|
|
'Lekelenmeme hakkı'
Türkiye'de yıllardır basının kişi haklarını karaladığı, insan onuruna değer vermediği tartışılır. Medyanın geçmiş bilançosuna baktığımızda bu eleştirilerin bir kısmının haklı olduğu kanaatine varmak da mümkün aslında. Ancak biz basını tartışırken, yüce yargıda insanı hayrete düşüren bir olay yaşandı. Bildiğiniz gibi, Anayasa Mahkemesi aynı zamanda Yüce Divan görevi görüyor ve bu sıfatla eski Başbakan Mesut Yılmaz ve bakan Güneş Taner'i yargılıyor. Yüce Divan'daki son duruşmada, hukuk eğitimi almış bir insan olarak rüyamda görsem inanamayacağım bir gelişme yaşandı. Mahkeme Başkanı Mustafa Bumin, Turgut Yılmaz'la ilgili "imzasız bir mektup"la gelen iddiaları duruşma ortamına taşıdı, bununla yetinmedi; bu mektubu tutanaklara geçirtti. "İmzasız mektup"la insanları karalama, haklarında asılsız iddialarda bulunma yöntemi totaliter sistemlere özgüdür. Gerek Hitler, gerek Stalin rakip gördükleri isimleri bu yöntemle temizlenmişlerdi"

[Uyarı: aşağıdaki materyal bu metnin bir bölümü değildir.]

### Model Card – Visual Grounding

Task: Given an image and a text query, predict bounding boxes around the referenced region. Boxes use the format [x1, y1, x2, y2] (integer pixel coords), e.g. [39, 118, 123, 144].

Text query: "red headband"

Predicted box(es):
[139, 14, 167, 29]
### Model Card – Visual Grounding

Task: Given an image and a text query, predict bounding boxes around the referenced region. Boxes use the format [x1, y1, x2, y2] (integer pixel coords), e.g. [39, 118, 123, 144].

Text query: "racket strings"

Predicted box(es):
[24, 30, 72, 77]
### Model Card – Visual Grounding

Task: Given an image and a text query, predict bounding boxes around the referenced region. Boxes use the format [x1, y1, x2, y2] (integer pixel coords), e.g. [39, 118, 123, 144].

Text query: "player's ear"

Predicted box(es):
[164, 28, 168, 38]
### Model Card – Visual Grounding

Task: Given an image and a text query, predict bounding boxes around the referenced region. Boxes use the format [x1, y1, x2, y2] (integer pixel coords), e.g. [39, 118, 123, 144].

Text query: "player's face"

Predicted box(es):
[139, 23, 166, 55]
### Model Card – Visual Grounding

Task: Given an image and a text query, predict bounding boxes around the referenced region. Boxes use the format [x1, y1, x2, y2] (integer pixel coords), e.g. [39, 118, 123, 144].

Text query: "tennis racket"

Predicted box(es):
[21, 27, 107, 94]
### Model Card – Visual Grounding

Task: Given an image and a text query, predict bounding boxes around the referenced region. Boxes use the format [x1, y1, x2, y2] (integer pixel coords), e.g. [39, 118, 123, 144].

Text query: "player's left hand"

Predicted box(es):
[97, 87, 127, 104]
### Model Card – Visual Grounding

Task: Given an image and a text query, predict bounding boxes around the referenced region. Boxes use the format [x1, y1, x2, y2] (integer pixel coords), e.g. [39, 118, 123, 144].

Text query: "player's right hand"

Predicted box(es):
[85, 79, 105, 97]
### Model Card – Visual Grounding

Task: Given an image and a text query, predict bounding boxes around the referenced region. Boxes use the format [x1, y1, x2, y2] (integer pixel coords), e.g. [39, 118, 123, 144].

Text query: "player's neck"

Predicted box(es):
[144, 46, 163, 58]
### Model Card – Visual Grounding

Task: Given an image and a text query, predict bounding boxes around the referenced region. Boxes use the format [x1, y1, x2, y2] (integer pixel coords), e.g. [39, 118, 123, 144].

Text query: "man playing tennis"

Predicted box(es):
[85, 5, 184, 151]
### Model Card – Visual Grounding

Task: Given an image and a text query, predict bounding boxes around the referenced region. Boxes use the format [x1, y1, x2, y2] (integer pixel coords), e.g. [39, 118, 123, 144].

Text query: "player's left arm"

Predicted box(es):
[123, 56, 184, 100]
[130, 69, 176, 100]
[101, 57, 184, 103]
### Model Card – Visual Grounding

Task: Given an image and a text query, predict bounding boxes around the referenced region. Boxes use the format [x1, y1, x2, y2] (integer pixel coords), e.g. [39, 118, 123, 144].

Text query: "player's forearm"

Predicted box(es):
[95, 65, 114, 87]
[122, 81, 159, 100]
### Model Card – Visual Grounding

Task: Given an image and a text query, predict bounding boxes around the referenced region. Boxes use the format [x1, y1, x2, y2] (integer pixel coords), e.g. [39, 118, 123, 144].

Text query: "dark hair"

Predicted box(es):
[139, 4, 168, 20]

Türkiye ise AB'ye girme iddiasındaki bir ülke. En üst yargı merciinde bu olayın yaşanması, kişi haklarına saygılı bir hukuk devletinde olmaması gereken bir durum. Çünkü; Turgut Yılmaz'a ağır ithamlarda bulunulan, imzasız ve ne idüğü belirsiz bu mektubun bana göre yasal ve hukuki değeri yok. Bu sebeple de mektubun duruşmada okunmaması hatta dosyaya dahi konmaması gerekirdi. Bu bakımdan Sayın Bumin'in mektuptaki iddiaları duruşmada alenileştirmek yerine eğer içeriğinin araştırılmasına gerek görüyorsa, doğrudan başsavcıya göndermesi ve gerekiyorsa araştırma yapmasını istemesi daha doğru olurdu. Böyle yapılmadığı içindir ki kanımca Sayın Bumin, Turgut Yılmaz'ın kişilik haklarının ve bu hakların başında gelen suçsuz yere "lekelenmeme hakkı"nın ihlaline sebebiyet vermiştir. Eski İstanbul Barosu Başkanı Yücel Sayman'ın, eski DGM savcısı aleyhine açma hakkı kazandığı dava, savcıların bile "lekelenmeme hakkı"nı çiğneyemeyeceğini ortaya koydu. Kaldı ki, Turgut Yılmaz bu mektupta dile getirilen banka ve hesap numarasının tümüyle sahte olduğunu duruşma sonrasında belgelere dayanarak açıkladı. Kişilik hakkı ihlali siyaseten rakibiniz veya hakkında menfi duygular beslediğiniz birisi için dahi yapılmış olsa, bu haksızlığa yine de karşı çıkılması gerekir. Çünkü; yol bir kere açılır ve kabul görürse, bir zamanların Mc Carthy dönemi Amerikası'ndaki gibi, Türkiye'de de sıranın kime geleceğini kestirmek mümkün olmayabilir. Temel kişilik haklarına saygıyı talep ederken, görevli yargıçların da bu özeni göstermesini beklemek hakkımız.